I explain it in chapter 5 of my book “Gotcha Capitalism.” Here’s the relevant excerpt — I present it again today to honor Bogle, a true consumer hero:

Sneaky fees are flat-out killing your retirement plans. They may very well force you to work an extra four or five years before retiring. They are stealing roughly 1 out of every 3 dollars you expect to have in your old age. The younger you start, the worse the sneaky-fee effect is: A 20-year-old who invests today can find Wall Street has stolen 80 percent of his or her returns when age 85 rolls around!

Perhaps you are wondering how I could claim that a tiny 2 percent fee could end up costing you years off your retirement.

But I’m not the one making that claim. The U.S. Labor Department is. And so is Congress’ investigating arm, the Government Accountability Office.

In a study conducted during 2006, Congress found that a 1 percent increase in fees works out to a 17 percent decrease in retirement funds after 20 years. Here’s the example it used: $20,000 parked in a 401(k) earning a reasonable return for 20 years would be worth $70,500 if mutual-fund fees were 0.5 percent. Increase those fees to 1.5 percent, and the kitty sinks to $58,400.

As time goes by, the impact gets much worse. Using similar numbers, the Labor Department found that after 35 years, the same 1-percentage-point difference in fees can shrink a $227,000 kitty all the way down to $163,000 — nearly a 30 percent punishment. A difference like that can genuinely impact your quality of life at retirement — or simply force you to keep working. If you save a respectable $10,000 per year into your retirement, you’d have to work an extra five years to make up for the loss caused by that 1 percent fee difference.

Who gets hit the worst by these fees? Those who follow Wall Street’s advice and begin investing as soon as possible. Let’s go back to that precocious 20-year-old we’ve already mentioned, who began investing even before she could drink.
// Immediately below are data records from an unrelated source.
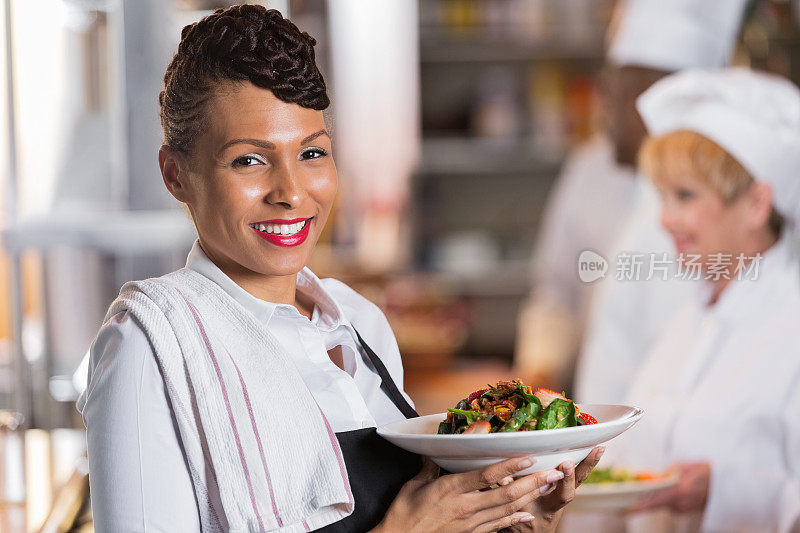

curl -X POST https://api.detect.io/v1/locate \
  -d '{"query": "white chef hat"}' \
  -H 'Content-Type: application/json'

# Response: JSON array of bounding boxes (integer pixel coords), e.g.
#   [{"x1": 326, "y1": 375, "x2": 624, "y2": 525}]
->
[
  {"x1": 636, "y1": 68, "x2": 800, "y2": 222},
  {"x1": 608, "y1": 0, "x2": 747, "y2": 72}
]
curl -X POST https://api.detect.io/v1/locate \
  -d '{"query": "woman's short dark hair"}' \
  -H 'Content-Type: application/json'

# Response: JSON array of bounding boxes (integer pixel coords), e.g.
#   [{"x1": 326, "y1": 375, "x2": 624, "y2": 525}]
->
[{"x1": 158, "y1": 5, "x2": 330, "y2": 153}]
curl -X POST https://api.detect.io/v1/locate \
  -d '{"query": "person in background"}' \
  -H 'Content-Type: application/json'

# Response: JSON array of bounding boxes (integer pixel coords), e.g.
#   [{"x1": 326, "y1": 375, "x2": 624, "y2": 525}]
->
[
  {"x1": 514, "y1": 0, "x2": 744, "y2": 392},
  {"x1": 609, "y1": 69, "x2": 800, "y2": 533},
  {"x1": 573, "y1": 0, "x2": 747, "y2": 404}
]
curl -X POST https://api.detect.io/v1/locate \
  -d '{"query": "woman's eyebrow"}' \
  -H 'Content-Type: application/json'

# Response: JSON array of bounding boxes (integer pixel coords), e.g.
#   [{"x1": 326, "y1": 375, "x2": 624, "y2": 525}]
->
[
  {"x1": 217, "y1": 139, "x2": 275, "y2": 154},
  {"x1": 218, "y1": 130, "x2": 330, "y2": 154},
  {"x1": 300, "y1": 130, "x2": 331, "y2": 144}
]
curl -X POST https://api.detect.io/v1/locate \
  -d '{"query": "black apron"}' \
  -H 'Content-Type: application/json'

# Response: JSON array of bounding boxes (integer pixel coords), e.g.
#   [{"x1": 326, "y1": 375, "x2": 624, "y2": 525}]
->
[{"x1": 317, "y1": 331, "x2": 422, "y2": 533}]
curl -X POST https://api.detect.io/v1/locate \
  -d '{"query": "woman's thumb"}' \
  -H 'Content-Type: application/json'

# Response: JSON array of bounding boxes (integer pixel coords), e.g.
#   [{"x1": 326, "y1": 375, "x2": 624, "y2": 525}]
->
[{"x1": 414, "y1": 457, "x2": 439, "y2": 482}]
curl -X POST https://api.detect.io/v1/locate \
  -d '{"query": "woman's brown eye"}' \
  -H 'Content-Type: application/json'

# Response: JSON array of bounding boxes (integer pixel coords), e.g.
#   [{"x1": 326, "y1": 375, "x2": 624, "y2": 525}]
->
[
  {"x1": 233, "y1": 155, "x2": 261, "y2": 167},
  {"x1": 300, "y1": 148, "x2": 328, "y2": 159}
]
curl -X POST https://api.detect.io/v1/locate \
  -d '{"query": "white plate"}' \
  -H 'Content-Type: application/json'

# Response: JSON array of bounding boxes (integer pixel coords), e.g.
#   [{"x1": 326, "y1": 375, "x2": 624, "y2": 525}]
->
[
  {"x1": 570, "y1": 474, "x2": 678, "y2": 511},
  {"x1": 378, "y1": 404, "x2": 642, "y2": 475}
]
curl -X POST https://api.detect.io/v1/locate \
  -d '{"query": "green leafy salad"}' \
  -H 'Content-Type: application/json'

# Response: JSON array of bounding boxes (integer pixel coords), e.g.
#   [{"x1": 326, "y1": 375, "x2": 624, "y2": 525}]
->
[{"x1": 438, "y1": 379, "x2": 597, "y2": 435}]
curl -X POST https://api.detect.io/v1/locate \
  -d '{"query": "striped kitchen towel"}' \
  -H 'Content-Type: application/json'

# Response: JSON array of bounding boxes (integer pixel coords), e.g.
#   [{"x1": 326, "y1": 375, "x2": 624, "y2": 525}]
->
[{"x1": 101, "y1": 268, "x2": 354, "y2": 532}]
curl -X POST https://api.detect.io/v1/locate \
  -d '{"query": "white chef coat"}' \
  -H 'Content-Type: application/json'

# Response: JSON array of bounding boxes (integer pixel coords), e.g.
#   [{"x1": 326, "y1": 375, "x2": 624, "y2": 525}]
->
[
  {"x1": 575, "y1": 177, "x2": 697, "y2": 404},
  {"x1": 607, "y1": 241, "x2": 800, "y2": 533},
  {"x1": 514, "y1": 135, "x2": 636, "y2": 384},
  {"x1": 79, "y1": 242, "x2": 413, "y2": 533}
]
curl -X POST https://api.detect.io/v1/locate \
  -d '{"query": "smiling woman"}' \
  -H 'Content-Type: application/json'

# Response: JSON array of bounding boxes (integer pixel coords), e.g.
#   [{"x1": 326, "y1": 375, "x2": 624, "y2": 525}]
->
[{"x1": 79, "y1": 5, "x2": 599, "y2": 532}]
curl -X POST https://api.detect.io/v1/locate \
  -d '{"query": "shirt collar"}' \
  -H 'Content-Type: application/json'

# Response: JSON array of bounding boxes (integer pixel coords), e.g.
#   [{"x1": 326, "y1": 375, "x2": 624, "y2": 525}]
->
[{"x1": 186, "y1": 240, "x2": 352, "y2": 331}]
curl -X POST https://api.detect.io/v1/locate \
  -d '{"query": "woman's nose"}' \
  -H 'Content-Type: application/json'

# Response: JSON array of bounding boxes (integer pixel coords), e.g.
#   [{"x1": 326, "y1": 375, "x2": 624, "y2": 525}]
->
[
  {"x1": 264, "y1": 167, "x2": 307, "y2": 209},
  {"x1": 659, "y1": 201, "x2": 675, "y2": 231}
]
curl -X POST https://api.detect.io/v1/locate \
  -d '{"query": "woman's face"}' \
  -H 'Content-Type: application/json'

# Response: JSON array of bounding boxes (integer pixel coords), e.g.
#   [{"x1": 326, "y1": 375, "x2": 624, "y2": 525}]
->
[
  {"x1": 161, "y1": 82, "x2": 337, "y2": 276},
  {"x1": 657, "y1": 167, "x2": 751, "y2": 262}
]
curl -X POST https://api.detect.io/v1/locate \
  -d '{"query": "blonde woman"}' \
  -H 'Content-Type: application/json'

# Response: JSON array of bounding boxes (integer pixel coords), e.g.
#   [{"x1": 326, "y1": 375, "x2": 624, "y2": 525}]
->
[{"x1": 612, "y1": 69, "x2": 800, "y2": 532}]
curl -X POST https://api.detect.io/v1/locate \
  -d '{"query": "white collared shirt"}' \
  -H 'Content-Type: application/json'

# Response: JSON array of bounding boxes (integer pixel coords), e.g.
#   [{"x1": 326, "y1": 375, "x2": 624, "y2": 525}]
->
[{"x1": 82, "y1": 242, "x2": 413, "y2": 532}]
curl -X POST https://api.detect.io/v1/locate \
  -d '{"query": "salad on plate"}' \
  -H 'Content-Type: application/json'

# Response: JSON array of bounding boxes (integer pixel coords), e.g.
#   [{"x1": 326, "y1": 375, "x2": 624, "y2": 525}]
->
[{"x1": 437, "y1": 379, "x2": 597, "y2": 435}]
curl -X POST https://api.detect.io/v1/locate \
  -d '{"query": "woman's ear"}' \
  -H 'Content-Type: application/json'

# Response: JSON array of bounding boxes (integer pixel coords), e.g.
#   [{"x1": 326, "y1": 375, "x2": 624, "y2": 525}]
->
[
  {"x1": 746, "y1": 181, "x2": 772, "y2": 229},
  {"x1": 158, "y1": 144, "x2": 189, "y2": 204}
]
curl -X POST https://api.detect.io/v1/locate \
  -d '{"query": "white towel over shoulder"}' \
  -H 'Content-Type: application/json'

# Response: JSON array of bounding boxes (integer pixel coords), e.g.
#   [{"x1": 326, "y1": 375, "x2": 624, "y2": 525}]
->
[{"x1": 106, "y1": 269, "x2": 354, "y2": 532}]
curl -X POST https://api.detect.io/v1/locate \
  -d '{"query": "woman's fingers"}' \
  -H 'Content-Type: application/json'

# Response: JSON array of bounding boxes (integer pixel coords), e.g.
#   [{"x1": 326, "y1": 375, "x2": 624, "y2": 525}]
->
[
  {"x1": 575, "y1": 446, "x2": 606, "y2": 487},
  {"x1": 466, "y1": 470, "x2": 564, "y2": 515},
  {"x1": 555, "y1": 461, "x2": 575, "y2": 505},
  {"x1": 453, "y1": 457, "x2": 533, "y2": 492},
  {"x1": 414, "y1": 457, "x2": 439, "y2": 482},
  {"x1": 472, "y1": 470, "x2": 561, "y2": 527},
  {"x1": 472, "y1": 512, "x2": 534, "y2": 533}
]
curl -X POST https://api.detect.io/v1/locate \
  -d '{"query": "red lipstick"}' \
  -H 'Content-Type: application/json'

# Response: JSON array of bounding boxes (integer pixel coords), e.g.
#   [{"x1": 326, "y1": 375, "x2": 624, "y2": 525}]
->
[{"x1": 250, "y1": 217, "x2": 313, "y2": 247}]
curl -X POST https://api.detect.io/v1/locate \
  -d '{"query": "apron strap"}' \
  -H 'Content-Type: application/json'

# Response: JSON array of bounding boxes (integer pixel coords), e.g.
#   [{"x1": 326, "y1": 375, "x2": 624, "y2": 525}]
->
[{"x1": 353, "y1": 328, "x2": 419, "y2": 418}]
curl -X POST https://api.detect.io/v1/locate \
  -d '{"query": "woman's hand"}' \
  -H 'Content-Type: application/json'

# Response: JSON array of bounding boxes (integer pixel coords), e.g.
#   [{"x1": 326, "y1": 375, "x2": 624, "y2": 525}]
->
[
  {"x1": 374, "y1": 457, "x2": 564, "y2": 533},
  {"x1": 632, "y1": 463, "x2": 711, "y2": 513},
  {"x1": 505, "y1": 446, "x2": 605, "y2": 533}
]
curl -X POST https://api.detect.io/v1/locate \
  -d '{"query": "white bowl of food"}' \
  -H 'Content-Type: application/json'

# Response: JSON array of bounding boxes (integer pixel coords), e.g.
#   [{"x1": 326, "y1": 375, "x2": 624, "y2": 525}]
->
[
  {"x1": 570, "y1": 468, "x2": 678, "y2": 512},
  {"x1": 378, "y1": 381, "x2": 643, "y2": 475}
]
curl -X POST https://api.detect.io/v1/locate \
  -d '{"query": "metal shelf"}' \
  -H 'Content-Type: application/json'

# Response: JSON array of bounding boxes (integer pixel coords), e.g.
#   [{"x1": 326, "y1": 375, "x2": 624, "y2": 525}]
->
[
  {"x1": 417, "y1": 137, "x2": 564, "y2": 176},
  {"x1": 420, "y1": 38, "x2": 604, "y2": 66},
  {"x1": 2, "y1": 210, "x2": 196, "y2": 255}
]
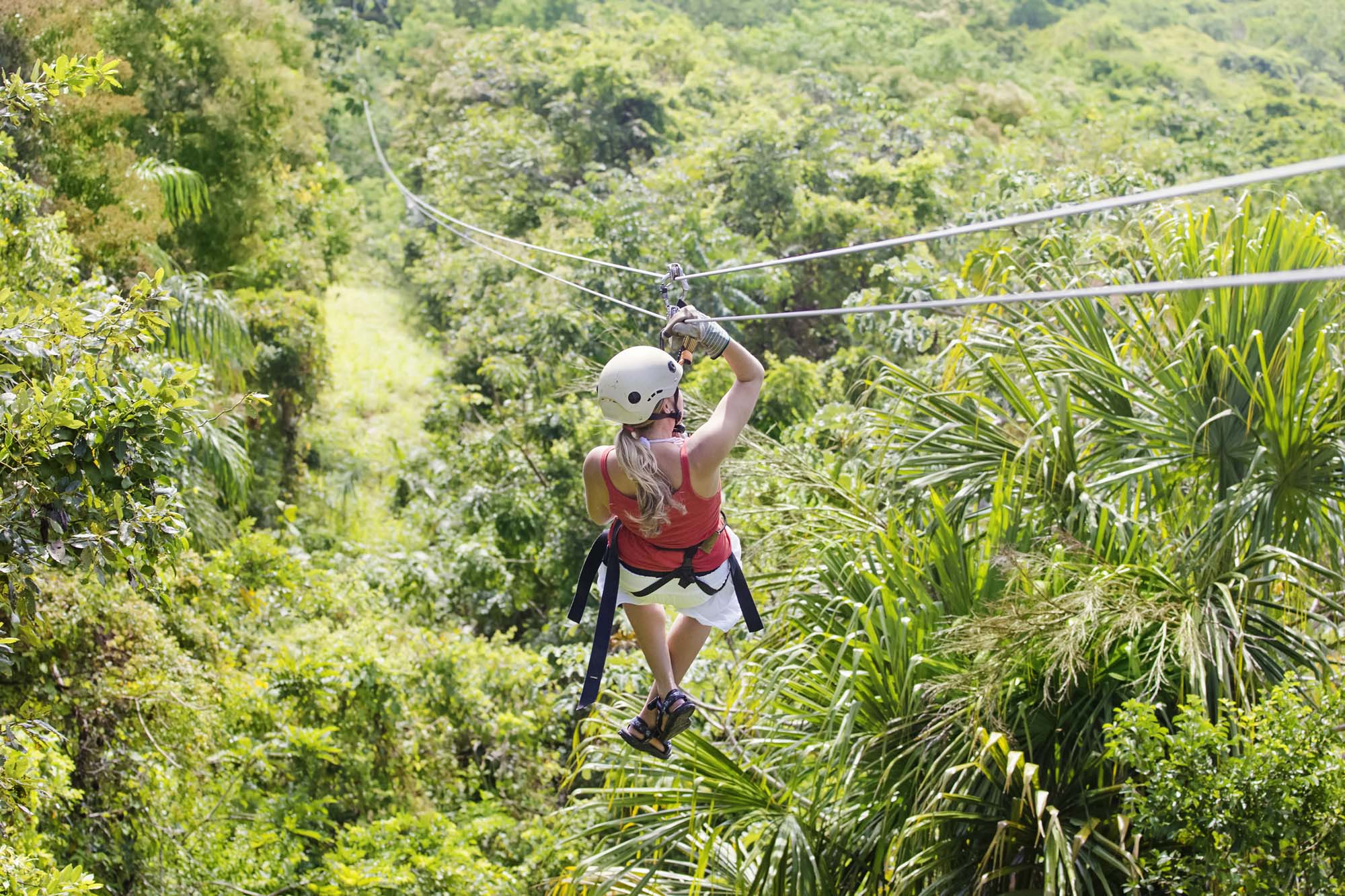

Taken cumulatively, a 20-year-old who makes a one-time investment and then lives to the ripe old age of 85 will find that fully 80 percent of the money generated by that investment goes to Wall Street, with only 20 percent left to our judicious investor. John Bogle, founder of Vanguard, tells this tale by using simple numbers: $1,000, invested at age 20, and never touched through age 85, assuming an 8 percent return each year, nets the investor $160,682 after 65 years. But subtracting a 2.5 percent cost of investing each year, the return shrinks to $34,250, with Wall Street taking $126,432 — that’s 79 percent to Wall Street, 21 percent to the investor.

Bogle calls this, fittingly, “The Tyranny of Compounding Costs.”

You can see a year-by-year breakdown of this on PBS’ Frontline website.